I know that there are many people who don’t speak with their voices, but instead rely on written or screen-based or other methods of communication. I know that there are others who only lose the ability to speak in certain situations and fall back on those other methods at those times. Me, I’m good with words. Words are my stock in trade. If I’m good at anything, it’s at using words. Granted, I’m much better at using the written word, but I can’t remember ever having lost the spoken word either. I can’t think of a situation where I would be unable to speak, not even in a meltdown. (If what I have can even be called a meltdown, but that is for another post. The only reason I might not be able to speak is that it’s a bit tricky to get your words out when you’re sobbing.) There are moments, though, when words are temporarily out of reach for me. Something happened at the office today that made me think about how and why that happens, and I will try to explain it to you here.
This is what happened:
I’m in the office, when A’s phone rings. A, who is in the office with me, is talking on the other line, so I transfer the call to my phone. It’s B, who is on reception on the floor below. She wants to know:
“Does A have the key to the basement?”
Now you might think that this question is straightforward to answer, with either “yes”, “no”, or, since I can’t look into A’s pockets, “I don’t know”. My brain however starts whirring away with all kinds of other questions. First of all, why does B want the key? She’s supposed to be on reception, not go into the basement. Perhaps she needs the bathroom? Is she going to ask me to cover her for a few minutes? Also, what does she mean by THE key to the basement? There are several keys to the basement: I have one, A has one, one or two other people have one, there is one on the general manager’s bunch. You see, B’s straighforward question is actually highly ambiguous, and I don’t know what she means. She’s on the phone and expects a quick answer. How many seconds can I take to deliberate before it starts to look weird? Eventually I blurt out: “We all have basement keys. What exactly is your question?”
Thankfully she now explains in greater detail, and it transpires that A took the basement key that is kept at the reception desk, and B wants to know if he still has it, so it can be returned to its normal place and doesn’t go astray. Problem solved, question answered. But not before taking a detour via puzzlement and misunderstanding.
This little dialogue got me thinking about why I sometimes need longer to answer a perfectly simple question. It also reminded me that during that pause I am really lost for words. I tried to analyse what goes on in my brain when that happens, and I think it’s something like this:
Someone asks me a question.

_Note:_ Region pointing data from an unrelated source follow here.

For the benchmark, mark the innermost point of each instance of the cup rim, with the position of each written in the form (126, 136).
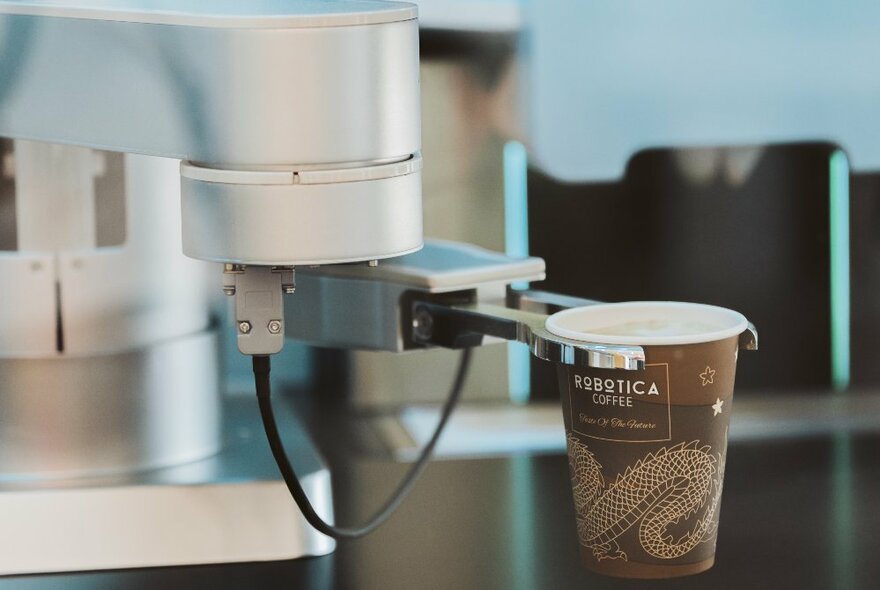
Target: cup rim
(730, 323)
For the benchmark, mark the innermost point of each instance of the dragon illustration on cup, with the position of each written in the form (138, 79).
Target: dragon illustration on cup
(656, 492)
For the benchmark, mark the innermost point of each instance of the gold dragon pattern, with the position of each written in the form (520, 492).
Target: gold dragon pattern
(658, 491)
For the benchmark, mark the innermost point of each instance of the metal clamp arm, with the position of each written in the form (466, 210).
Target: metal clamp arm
(465, 325)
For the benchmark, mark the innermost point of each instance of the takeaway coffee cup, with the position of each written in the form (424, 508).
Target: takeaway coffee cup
(646, 448)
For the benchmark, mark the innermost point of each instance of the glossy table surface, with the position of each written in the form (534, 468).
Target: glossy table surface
(796, 513)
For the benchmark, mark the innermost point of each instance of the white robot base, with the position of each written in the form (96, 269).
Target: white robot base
(230, 507)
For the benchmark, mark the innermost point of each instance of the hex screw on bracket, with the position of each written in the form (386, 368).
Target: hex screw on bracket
(423, 325)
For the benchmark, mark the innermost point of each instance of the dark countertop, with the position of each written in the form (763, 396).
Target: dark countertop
(797, 513)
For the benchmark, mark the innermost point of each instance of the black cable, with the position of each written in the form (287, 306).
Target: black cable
(262, 367)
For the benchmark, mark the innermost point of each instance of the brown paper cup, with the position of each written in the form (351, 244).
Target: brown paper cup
(647, 448)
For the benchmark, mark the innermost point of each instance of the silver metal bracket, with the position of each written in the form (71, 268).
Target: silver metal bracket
(467, 324)
(259, 305)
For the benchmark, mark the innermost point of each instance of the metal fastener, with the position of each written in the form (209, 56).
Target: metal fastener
(423, 325)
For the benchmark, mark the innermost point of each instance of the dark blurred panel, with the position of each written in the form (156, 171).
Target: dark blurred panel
(758, 244)
(865, 257)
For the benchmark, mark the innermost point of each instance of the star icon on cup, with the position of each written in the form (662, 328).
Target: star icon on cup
(708, 376)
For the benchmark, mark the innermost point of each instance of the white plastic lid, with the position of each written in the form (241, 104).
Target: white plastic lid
(647, 323)
(222, 13)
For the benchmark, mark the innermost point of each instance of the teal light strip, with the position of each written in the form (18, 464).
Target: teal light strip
(516, 243)
(840, 280)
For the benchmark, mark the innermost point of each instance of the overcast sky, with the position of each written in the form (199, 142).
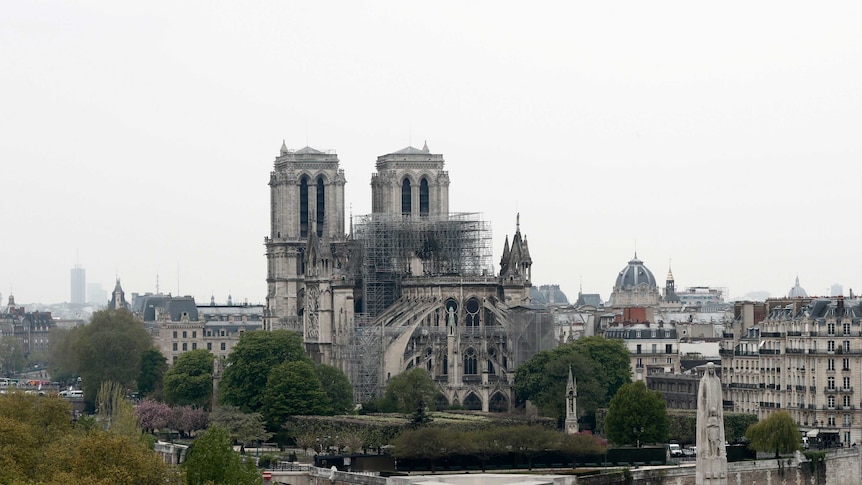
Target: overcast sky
(137, 138)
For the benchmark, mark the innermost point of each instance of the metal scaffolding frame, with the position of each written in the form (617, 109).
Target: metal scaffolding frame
(395, 247)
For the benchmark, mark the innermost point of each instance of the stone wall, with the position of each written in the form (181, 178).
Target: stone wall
(840, 467)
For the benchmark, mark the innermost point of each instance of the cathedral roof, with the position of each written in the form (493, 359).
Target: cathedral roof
(411, 151)
(309, 150)
(634, 274)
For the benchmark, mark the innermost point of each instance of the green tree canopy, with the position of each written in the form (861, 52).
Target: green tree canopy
(408, 391)
(777, 433)
(293, 389)
(243, 427)
(337, 387)
(249, 364)
(189, 382)
(110, 349)
(600, 367)
(637, 415)
(212, 461)
(153, 367)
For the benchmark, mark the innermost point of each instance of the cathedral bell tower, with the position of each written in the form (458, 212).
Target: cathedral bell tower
(571, 405)
(410, 182)
(306, 189)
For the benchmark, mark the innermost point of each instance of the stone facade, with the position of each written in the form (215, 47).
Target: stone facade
(411, 284)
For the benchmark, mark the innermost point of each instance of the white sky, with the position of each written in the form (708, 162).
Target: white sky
(136, 138)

Either it is worded in such a way that it is ambiguous, or at least my brain perceives it that way. Either way, I can’t come up with a quick answer, because my brain is now trying to do several things at once:
a) trying to guess what the question meant and coming up with several possibilities
b) trying to formulate counter-questions which will hopefully bring clarification
c) trying to find answers to all the possible meanings guessed at under a)
d) trying to weigh up which meaning is most likely to be the correct one
These are all going on at the same time – they are not orderly steps to be taken towards a resolution (“try a), and if that doesn’t work, try b) etc.”) No, all of this is swirling through my brain, and because my brain is analytical and detail-oriented, they all splinter into a mass of details. If those details would line up neatly, they could move from my brain into my mouth like a little train and become spoken words. However, they don’t do that. No, they swirl around and then crowd together into a tight ball, like a shoal of sardines under attack from hungry dolphins. Or perhaps they all rush towards the door of my mouth, bunch together and get stuck in the doorway. I’m sure I could come up with other images, but you get the point. I open my mouth, and nothing comes out, because the words are stuck.
Fortunately, for me this situation doesn’t last long. How exactly it gets resolved I can’t tell you. Perhaps one of the thoughts can somehow detach itself from the tight ball and float to the surface, where I can grab it. Perhaps I am even able to take some control and deliberately fish one of the thoughts out. I’m not sure what exactly happens at this point, but I’m usually not stuck for long and the situation resolves itself.
I think one of the reasons I get stuck is a desire for precision. I always marvel at how other people confidently navigate the vagueness that is a normal conversation. I often listen to my colleagues talk in the office, and half the time I don’t know what they are talking about, even though I have listened to the whole conversation. But somehow they all know what the others mean. I don’t know how they do it. I always have to ask “so, what exactly…?” The good thing is that nobody seems to find this weird or annoying. I think they just put it down as “that’s the way Little Sparrow is” and wonder no more about it. I get on very well with my colleagues, and we all work well together, so on the whole, whether this is autism or not, it might make my life slightly more complicated, but not actually difficult. Lucky me!